Thanks for the support 🙏
Amazing explanation! Beautiful simplicity
The angle changes only if the distance from the contact point of the stone to the knife to the pivot point gets closer. ie carve blade. easy way to tell is when the guide rod upwards or downwards. if you are sharpening a kukri for example.
Thank you for taking time to explain this. I have never seen a youtuber explaining this. i busted my brain thinking about this conundrum.
Great explaination, brain bender to imagine the contraints for wich fixed angle sharpeners keep blade angle constant. They clearly work with both straight knives and knifes with curvature where the sharpener pivot point is the center of curvature, probable also curvatures intermediate to this. However not knives where the curvature changes. so you will not be able to sharpen a kopesh on fixed angle sharpeners
Brilliant! Being able to transmit that “aha” moment. Priceless.
Excellent explanation. Those guys must be flat earthers...
Brilliant explanation
Bloody brilliant! Before the aha I really thought you were wrong. Within 2 seconds of seeing the roof it was so clear! Great explanation.
I knew when you posted the last video that inevitably this follow-up would be coming. It's crazy to me how many people needed to be spoon fed this. Doesn't seem that complex.
I've noticed in most fixed angle sharpeners, if the angle is changing much on longer blades, it's usually do to clamp rotation, or some other critical tolerance failing when you need it. Great follow up vid my mans.
It is a compound angle. There are two angles on two planes. The X Y plane and the ZY plane. The angle on the XY plane may change but it is the ZY angle that does not and that is the angle that is sharpening the blade. If you placed your camera parallel to the blade you can see the angle does not change and if you hold the angle meter perpendicular to the blade while the rod moved it should have stayed the same
Yes I do this at the end of this video 👍
Yes, if you treat it as vectors and resolve them to the plane of the knife bevel, that component remains constant.
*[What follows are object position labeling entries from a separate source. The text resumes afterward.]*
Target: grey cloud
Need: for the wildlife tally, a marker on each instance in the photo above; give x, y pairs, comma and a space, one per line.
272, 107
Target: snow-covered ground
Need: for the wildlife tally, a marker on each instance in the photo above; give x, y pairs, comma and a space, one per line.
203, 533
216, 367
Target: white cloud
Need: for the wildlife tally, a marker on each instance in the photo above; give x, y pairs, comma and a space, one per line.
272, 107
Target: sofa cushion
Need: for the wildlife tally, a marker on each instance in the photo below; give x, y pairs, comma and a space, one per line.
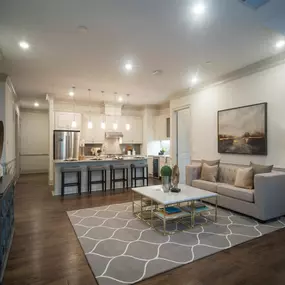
244, 178
227, 174
209, 173
211, 162
235, 192
205, 185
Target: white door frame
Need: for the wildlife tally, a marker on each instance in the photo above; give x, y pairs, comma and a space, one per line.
174, 132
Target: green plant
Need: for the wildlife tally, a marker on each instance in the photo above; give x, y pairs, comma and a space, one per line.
166, 171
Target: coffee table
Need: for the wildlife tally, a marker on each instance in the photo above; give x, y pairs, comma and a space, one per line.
159, 201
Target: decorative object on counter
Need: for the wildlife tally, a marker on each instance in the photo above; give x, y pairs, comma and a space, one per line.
166, 173
175, 179
81, 150
1, 146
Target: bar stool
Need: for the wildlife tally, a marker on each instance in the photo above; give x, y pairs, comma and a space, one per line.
135, 178
124, 170
65, 170
103, 180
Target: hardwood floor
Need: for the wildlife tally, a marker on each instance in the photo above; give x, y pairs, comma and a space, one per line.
45, 249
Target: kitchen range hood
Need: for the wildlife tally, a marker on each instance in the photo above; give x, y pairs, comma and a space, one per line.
113, 135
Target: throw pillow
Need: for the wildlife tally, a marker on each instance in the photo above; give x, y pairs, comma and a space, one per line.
209, 173
259, 168
211, 162
244, 178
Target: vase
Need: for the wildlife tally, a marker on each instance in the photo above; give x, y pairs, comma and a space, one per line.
165, 183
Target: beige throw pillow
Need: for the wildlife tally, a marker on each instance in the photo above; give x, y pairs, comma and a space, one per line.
209, 173
244, 178
211, 162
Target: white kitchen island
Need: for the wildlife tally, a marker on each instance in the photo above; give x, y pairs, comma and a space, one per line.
84, 164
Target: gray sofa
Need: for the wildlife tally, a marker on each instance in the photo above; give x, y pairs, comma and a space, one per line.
266, 201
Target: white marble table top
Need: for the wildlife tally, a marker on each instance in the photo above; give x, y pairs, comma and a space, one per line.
187, 193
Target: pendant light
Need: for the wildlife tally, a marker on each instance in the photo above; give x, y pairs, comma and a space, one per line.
73, 124
115, 124
90, 124
103, 122
128, 126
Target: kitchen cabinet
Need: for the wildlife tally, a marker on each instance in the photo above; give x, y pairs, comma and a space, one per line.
63, 121
162, 127
96, 134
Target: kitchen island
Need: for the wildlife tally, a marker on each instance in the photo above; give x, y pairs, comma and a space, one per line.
84, 164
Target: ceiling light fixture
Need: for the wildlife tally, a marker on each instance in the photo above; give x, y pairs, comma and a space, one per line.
103, 122
194, 80
90, 124
199, 9
129, 66
115, 126
128, 126
280, 44
24, 45
72, 92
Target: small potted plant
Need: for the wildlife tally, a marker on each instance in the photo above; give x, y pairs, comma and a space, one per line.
166, 173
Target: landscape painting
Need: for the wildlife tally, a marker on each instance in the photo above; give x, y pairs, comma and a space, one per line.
243, 130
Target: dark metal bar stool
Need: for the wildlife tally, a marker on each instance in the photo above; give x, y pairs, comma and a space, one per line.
135, 178
65, 170
124, 170
103, 180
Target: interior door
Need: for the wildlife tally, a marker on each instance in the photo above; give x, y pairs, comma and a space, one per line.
183, 141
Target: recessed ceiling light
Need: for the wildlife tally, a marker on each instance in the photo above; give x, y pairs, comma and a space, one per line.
194, 80
198, 9
24, 45
280, 44
128, 66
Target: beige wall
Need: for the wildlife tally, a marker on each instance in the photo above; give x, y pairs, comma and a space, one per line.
34, 147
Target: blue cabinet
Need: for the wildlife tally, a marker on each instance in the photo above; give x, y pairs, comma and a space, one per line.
6, 220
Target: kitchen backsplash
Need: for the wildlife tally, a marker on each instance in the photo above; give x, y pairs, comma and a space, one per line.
112, 146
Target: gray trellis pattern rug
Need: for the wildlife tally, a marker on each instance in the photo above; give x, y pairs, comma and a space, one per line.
121, 249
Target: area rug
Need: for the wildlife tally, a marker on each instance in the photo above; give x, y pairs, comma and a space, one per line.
121, 249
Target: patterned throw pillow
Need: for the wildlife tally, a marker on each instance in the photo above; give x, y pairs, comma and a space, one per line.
211, 162
259, 168
209, 173
244, 178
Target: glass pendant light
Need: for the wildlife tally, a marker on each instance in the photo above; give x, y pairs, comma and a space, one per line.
128, 126
73, 124
90, 124
103, 122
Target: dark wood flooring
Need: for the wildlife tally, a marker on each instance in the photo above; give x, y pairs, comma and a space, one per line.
46, 251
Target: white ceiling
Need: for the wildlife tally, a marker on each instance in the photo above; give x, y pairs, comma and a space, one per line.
154, 34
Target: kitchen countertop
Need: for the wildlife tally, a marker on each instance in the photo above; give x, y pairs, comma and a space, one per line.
90, 160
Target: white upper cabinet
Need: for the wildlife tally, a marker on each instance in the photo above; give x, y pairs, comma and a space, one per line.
96, 134
63, 121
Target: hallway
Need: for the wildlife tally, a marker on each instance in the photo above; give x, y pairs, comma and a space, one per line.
45, 249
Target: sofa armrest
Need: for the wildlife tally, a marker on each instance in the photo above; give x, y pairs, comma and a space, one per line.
269, 195
193, 172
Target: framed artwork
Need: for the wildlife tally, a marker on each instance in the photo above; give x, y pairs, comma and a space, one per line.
243, 130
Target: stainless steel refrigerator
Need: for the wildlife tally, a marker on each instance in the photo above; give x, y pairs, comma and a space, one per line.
66, 144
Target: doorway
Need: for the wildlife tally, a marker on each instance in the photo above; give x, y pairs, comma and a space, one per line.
183, 141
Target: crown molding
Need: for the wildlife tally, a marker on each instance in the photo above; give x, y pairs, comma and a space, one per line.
250, 69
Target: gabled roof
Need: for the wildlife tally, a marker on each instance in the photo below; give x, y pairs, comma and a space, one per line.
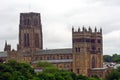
55, 51
3, 54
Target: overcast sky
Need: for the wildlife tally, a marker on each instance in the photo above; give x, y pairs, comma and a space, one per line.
59, 16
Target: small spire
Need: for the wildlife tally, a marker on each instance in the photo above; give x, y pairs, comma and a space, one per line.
95, 29
83, 28
72, 28
78, 29
90, 30
100, 30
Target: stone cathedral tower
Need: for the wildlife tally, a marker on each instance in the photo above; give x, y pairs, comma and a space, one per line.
87, 50
30, 32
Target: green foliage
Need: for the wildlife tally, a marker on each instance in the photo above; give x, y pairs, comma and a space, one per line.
13, 70
113, 58
44, 64
114, 74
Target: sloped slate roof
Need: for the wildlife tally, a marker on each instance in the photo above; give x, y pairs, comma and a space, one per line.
55, 61
3, 54
55, 51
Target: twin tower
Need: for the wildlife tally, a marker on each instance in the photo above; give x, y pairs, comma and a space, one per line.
30, 32
86, 44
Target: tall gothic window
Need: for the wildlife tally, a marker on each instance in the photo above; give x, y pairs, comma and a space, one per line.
93, 62
26, 22
37, 40
26, 40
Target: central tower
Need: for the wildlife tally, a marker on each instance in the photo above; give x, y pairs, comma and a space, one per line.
87, 50
30, 32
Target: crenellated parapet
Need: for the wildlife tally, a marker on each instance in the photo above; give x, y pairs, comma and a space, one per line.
89, 30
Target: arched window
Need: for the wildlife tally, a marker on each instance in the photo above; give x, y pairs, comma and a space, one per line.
93, 62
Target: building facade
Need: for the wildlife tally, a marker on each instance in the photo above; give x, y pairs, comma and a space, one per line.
85, 56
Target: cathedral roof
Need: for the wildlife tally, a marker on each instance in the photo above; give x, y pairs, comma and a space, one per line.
3, 54
55, 51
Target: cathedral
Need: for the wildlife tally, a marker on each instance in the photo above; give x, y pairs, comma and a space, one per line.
85, 57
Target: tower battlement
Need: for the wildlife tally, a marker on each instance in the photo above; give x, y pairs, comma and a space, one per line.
89, 30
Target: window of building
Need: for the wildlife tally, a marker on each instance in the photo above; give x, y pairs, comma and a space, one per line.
93, 62
78, 71
26, 40
37, 40
92, 40
26, 22
93, 48
99, 41
35, 22
78, 49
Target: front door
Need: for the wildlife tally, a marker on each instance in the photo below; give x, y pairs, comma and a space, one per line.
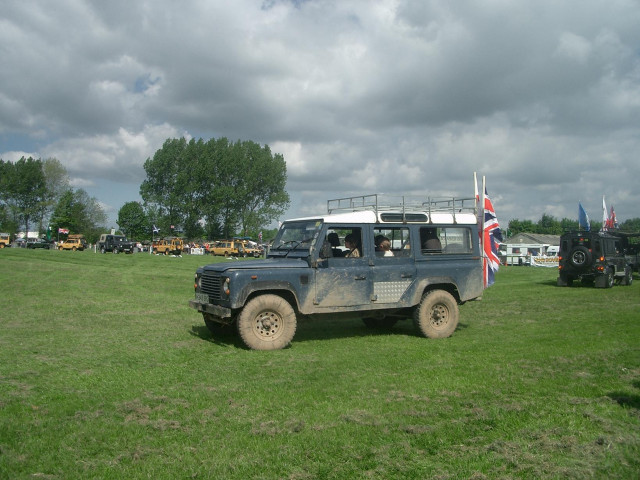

You can see this by looking at it perpendicular to the plane of the holder (end on) rather than perpendicular to the rod.
I'd say another reason for angle change when working towards the tip of the blade is the knife flexing. I've noticed this myself when working with longer chefs knife, too much pressure and the blade flexes a little, and this flattens the sharpening angle. Easily fixed by adjusting the clamping position of the knife to minimise flexing, and adjusting pressure appropriately.
I have held this incorrect belief for a longer time than I would like to admit. The solution is simple, which makes it a bit shameful to not get it right away.
If I ever stopped to think about it and solved the problem, I would have gotten the answer but the human mind is lazy. This causes us to believe odd things that are obviously not true if you stop to think about them, but we seldom question our beliefs.
I get into arguments to learn, not to win. I’m always relieved when proven wrong, because once I understand where I made a mistake, me being wrong is in the past.
Thank you. This was the most valuable content I saw on RUclips in a long time. Comparable to getting the Monty Hall problem, which someone else mentioned as well.
Great explanation. You convinced me. Thanks!!!
Good explanation, thanks
These diskussions went on in the knife world back in the 1990’ties also, when guided sharpeners like Lansky was still relatively new. The roof example is great, i came to the same conklusions just by looking at the stone from the side.
Excellent presentation. Please correct me. On fixed sharpeners the stone is at the edge of the knife. When you apply downward pressure on the rod. Are you not creating a steeper angle on the edge of the blade? I think this is called the micro bevel or secondary bevel. This leads to the question how much of a secondary bevel do you need if any? And how do you measure and cheat a specific angle. Not 5 years old but may be dumb? 😊😊😊
Perfect explanation, i was trying to get my head around that for a long time now. I own way too many sharpening stones now. What I am now trying to figure out, how does this relate to the rolling sharpeners ("Horl") in relation to curved blades?